In his 2021 book The Status Game, author Will Storr advises against efforts to ignore our instincts towards status-seeking, given how deeply embedded they are. Instead, he suggests, we can deaden the pain of low status by (as he puts it) deliberately playing multiple status games at once. Storr, for instance, gains a sense of status from his professional work, but also from taking part in amateur cycling competitions. If he is feeling bruised from status loss in one endeavour, he can comfort himself in another. 

In this seemingly trivial piece of advice lies great wisdom for feminists. I make no secret of the fact that I oppose the kind of feminism that seeks to erase the differences between men and women in the hope of erasing the status gap. I reject the kind of feminism that insists on 50/50 representation in boardrooms while forgetting about 50/50 representation in waste disposal, since the goal is not “equality” per se, but rather masculine status. 

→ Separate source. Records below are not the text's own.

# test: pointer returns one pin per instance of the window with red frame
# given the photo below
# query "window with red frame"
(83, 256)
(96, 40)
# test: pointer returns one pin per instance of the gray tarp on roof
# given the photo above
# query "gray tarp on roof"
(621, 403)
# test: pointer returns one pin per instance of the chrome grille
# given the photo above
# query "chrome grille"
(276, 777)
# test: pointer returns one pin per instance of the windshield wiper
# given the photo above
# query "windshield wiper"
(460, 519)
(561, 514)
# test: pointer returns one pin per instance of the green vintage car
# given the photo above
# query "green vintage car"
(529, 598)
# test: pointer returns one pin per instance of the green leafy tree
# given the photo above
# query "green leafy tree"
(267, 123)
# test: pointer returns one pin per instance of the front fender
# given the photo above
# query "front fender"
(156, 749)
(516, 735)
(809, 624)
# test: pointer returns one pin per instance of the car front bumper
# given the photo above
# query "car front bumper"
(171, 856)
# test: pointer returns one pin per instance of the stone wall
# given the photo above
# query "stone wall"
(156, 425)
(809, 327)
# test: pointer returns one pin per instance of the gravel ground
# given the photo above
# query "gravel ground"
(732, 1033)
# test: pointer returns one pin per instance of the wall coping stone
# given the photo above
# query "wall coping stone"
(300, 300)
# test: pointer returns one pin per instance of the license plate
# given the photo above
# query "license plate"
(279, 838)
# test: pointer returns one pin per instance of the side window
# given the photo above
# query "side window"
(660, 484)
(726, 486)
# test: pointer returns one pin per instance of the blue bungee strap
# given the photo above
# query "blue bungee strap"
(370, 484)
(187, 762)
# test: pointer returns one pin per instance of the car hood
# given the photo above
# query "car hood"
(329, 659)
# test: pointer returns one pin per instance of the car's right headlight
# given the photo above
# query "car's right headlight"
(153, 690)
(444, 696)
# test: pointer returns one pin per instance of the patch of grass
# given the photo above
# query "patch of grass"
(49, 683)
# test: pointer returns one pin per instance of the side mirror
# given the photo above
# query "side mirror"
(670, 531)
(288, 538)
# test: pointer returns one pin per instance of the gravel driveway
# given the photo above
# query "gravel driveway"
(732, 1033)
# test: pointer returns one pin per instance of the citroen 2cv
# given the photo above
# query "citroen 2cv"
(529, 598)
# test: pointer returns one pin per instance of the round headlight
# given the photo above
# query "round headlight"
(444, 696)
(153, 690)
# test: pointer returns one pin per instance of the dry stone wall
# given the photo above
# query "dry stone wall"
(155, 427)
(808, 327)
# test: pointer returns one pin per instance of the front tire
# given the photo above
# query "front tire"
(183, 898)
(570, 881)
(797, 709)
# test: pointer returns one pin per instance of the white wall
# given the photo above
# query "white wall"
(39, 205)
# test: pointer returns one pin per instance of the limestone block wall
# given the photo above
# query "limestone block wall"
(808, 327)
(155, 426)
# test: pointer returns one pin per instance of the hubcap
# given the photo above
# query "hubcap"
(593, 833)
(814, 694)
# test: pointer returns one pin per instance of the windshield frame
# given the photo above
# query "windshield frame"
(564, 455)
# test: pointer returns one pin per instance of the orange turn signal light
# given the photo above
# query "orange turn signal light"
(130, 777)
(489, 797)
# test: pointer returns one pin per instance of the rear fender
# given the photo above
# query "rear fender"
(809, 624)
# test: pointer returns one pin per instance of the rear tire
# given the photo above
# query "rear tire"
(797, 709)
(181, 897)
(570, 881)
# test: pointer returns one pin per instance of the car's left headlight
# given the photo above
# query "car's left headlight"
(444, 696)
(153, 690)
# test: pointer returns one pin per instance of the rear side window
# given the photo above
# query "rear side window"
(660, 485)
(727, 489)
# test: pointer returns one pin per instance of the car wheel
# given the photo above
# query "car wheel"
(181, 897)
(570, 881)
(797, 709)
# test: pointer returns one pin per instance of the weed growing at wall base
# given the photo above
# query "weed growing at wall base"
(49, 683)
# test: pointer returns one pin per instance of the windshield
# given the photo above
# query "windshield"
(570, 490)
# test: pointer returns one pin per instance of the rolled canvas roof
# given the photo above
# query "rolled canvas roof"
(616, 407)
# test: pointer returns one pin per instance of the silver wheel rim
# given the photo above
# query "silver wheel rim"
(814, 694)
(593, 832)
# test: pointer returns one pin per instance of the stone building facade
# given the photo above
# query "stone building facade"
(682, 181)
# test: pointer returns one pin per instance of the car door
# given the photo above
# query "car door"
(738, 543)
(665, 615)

I oppose that project not only because it’s hopeless, but also because it doubles down on the disdain directed towards femininity and so ends up causing material harm to other women. An unfortunate feature of the influx of women into elite professions over the last half century is that the women who tend to get to the top of the ladder are the women most likely to deprioritize motherhood relative to career. These powerful women can often be more contemptuous of the feminine role than are their male colleagues, and it is partly due to their influence that, as Caplan writes, “schools and media aggressively encourage girls to pursue career success.” This rejection of motherhood is evident in policymaking. For instance, in the UK, families with stay-at-home mothers are penalized by our tax system, sometimes paying twice as much tax as families in which both parents earn the same, all in the name of “equality.” 

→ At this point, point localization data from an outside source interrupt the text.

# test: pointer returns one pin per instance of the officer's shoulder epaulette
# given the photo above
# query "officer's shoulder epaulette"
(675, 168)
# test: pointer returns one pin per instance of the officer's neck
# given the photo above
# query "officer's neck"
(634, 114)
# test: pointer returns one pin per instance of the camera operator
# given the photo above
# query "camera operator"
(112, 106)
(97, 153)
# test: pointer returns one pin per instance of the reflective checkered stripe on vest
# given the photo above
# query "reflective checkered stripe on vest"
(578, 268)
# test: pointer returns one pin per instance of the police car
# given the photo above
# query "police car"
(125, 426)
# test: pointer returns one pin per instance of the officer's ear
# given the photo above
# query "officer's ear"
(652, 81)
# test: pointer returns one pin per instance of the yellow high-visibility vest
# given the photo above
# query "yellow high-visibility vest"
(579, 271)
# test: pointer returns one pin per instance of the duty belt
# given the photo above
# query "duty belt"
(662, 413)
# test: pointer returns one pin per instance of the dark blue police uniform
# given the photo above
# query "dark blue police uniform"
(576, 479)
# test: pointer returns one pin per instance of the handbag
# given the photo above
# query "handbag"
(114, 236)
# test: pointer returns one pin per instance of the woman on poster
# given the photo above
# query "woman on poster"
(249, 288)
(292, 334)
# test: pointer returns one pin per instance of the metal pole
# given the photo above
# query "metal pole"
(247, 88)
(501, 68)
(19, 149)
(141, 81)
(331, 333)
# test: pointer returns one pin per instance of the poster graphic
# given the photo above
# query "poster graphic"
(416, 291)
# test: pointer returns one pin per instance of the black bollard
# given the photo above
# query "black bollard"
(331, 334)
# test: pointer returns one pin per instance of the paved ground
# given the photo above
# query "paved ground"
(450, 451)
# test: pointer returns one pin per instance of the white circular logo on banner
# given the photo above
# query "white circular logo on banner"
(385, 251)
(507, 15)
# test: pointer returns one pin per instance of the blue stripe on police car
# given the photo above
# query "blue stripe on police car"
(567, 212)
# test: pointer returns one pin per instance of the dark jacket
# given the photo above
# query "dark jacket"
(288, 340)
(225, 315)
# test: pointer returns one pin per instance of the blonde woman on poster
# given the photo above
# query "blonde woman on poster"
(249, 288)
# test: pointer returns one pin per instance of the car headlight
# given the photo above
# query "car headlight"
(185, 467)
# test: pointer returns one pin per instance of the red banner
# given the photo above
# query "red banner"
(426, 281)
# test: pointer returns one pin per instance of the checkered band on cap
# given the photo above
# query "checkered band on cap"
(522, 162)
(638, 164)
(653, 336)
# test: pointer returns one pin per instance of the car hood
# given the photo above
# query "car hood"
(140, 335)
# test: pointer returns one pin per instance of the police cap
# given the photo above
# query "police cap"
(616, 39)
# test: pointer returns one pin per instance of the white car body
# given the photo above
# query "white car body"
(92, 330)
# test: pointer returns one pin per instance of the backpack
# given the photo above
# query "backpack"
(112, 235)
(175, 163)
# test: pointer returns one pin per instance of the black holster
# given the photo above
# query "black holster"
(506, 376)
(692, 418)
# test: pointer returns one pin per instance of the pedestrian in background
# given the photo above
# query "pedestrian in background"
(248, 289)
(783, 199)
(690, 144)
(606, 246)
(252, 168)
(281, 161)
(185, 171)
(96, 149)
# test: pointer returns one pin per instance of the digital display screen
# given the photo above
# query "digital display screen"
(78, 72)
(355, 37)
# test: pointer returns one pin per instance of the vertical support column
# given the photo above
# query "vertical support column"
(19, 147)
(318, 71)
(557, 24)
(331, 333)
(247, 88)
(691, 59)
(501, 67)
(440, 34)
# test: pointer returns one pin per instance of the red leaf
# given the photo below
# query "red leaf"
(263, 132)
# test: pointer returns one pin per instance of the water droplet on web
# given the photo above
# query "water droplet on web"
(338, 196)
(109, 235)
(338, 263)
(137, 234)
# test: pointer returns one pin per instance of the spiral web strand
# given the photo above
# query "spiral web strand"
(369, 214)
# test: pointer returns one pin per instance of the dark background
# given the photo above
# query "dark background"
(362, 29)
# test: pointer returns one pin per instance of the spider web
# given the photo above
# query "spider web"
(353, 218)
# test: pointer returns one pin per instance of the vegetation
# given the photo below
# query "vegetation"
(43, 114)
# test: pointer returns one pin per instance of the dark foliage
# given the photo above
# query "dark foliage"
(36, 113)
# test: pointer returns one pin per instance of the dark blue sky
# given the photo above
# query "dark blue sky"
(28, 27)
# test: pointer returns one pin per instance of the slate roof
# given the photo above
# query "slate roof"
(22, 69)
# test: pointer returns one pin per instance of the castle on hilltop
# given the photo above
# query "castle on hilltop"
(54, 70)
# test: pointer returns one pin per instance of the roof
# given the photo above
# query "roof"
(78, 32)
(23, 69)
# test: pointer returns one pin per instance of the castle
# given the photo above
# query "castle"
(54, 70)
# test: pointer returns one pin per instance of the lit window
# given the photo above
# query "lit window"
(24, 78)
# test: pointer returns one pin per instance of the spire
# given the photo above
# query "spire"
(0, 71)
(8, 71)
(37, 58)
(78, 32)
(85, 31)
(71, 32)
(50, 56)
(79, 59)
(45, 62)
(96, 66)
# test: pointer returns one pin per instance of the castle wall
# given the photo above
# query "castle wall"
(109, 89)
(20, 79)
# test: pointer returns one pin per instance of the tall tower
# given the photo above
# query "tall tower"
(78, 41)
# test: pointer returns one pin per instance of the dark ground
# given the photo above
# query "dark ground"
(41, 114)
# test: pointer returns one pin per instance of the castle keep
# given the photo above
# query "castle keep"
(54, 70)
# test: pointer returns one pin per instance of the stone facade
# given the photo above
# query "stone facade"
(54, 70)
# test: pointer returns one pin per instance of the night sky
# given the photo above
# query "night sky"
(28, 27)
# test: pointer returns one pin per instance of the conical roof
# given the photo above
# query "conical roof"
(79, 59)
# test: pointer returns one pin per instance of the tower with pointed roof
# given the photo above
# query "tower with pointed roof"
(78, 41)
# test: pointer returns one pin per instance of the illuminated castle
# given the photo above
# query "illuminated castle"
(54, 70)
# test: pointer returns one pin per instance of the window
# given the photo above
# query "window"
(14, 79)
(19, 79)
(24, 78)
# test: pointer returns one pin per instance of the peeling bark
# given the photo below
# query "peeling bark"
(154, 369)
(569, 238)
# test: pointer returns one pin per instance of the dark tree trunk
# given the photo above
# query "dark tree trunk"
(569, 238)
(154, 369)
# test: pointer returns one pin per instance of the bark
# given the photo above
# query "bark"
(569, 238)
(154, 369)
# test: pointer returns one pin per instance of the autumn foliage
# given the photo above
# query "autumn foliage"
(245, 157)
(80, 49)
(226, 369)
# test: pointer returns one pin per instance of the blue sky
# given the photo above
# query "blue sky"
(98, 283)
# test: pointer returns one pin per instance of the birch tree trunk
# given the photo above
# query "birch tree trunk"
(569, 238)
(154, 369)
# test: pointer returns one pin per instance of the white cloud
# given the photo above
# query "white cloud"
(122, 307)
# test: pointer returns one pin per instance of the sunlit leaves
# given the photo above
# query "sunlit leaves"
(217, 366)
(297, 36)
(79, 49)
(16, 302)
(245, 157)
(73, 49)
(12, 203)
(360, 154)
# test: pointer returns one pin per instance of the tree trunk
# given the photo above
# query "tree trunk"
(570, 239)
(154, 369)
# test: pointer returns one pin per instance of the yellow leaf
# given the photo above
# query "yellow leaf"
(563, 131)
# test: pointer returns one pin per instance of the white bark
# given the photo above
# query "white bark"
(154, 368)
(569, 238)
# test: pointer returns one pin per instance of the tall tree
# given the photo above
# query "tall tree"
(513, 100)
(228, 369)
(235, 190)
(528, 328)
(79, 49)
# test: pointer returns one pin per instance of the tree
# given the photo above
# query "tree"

My proposal, instead, is that feminists should play a different status game entirely by pugnaciously asserting the status of motherhood—a status no man can ever achieve, whether he be a CEO, an astronaut, or the President of the United States. Fairer Disputations contributor Helen Roy describes the self-sacrificial beauty of the maternal ideal: 

I don’t know a mother who would not die for her children. There is no greater love, and, speaking politically now, there is no greater responsibility. Contrary to the oft-parroted shibboleths of modern feminism, a mother’s role is not beneath her. It is actually above her, in the sense that motherhood inherently elevates women as cultivators of the gratuitous gift we know as life itself. 

My guess is that Bryan Caplan would be quite happy to “sign on the dotted line” when it comes to the statement “a mother’s role is not beneath her, it is actually above her,” even if he is bemused by the emotional messiness of status games in general. Perhaps, if pushed, he might even concede that such a statement might be considered “feminist.” My hope, in time, is that his daughter Vali will agree.